The vocal support for Erdoğan has fuelled a popular but false perception in Germany that most or all members of the country’s Turkish community are diehard backers of a leader viewed by many in Europe as an autocrat.

Erdoğan has performed better in the country in the past than in Turkey, gaining 65 per cent of the German vote in presidential elections in 2018 compared with 53 per cent overall. But the picture is distorted by the fact that only about half of the country’s Turkish population — which includes exiled Kurds, leftists, academics and journalists as well as the religious conservatives who have traditionally backed Erdoğan — are Turkish passport holders who are eligible to vote.

When eligibility and turnout are factored in, it becomes clear that less than 15 per cent of the country’s Turkish community voted for Erdoğan in 2018.

A man and a woman leaving the Turkish consulate
Turkish citizens leave after casting their vote at the consulate on Thursday © Maja Hitij/Getty Images

Nonetheless, the diaspora’s participation in the Turkish elections triggers regular soul-searching about what some Germans see as failure of integration, even as figures such as agriculture minister Cem Özdemir and BioNTech founders and Covid-19 vaccine pioneers Uğur Şahin and Özlem Türeci have risen to the top of business and politics.
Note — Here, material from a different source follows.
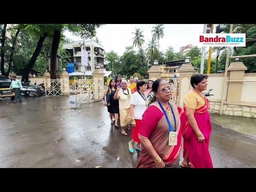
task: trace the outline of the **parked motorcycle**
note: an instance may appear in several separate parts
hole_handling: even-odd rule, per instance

Gülistan Yüksel, a Turkish-born member of the German Bundestag, hopes that the ruling coalition’s drive to allow multiple citizenships will help foster greater engagement with German democracy and public life among some parts of the diaspora and “strengthen their sense of belonging”.

She has found herself questioning the wisdom of overseas voting for the diaspora, even though it is supported by the Turkish opposition.

“People in Turkey are often angry at German-Turks,” she said. “They say: ‘You live in a state with the rule of law in Germany, but you vote for the opposite in Turkey’.”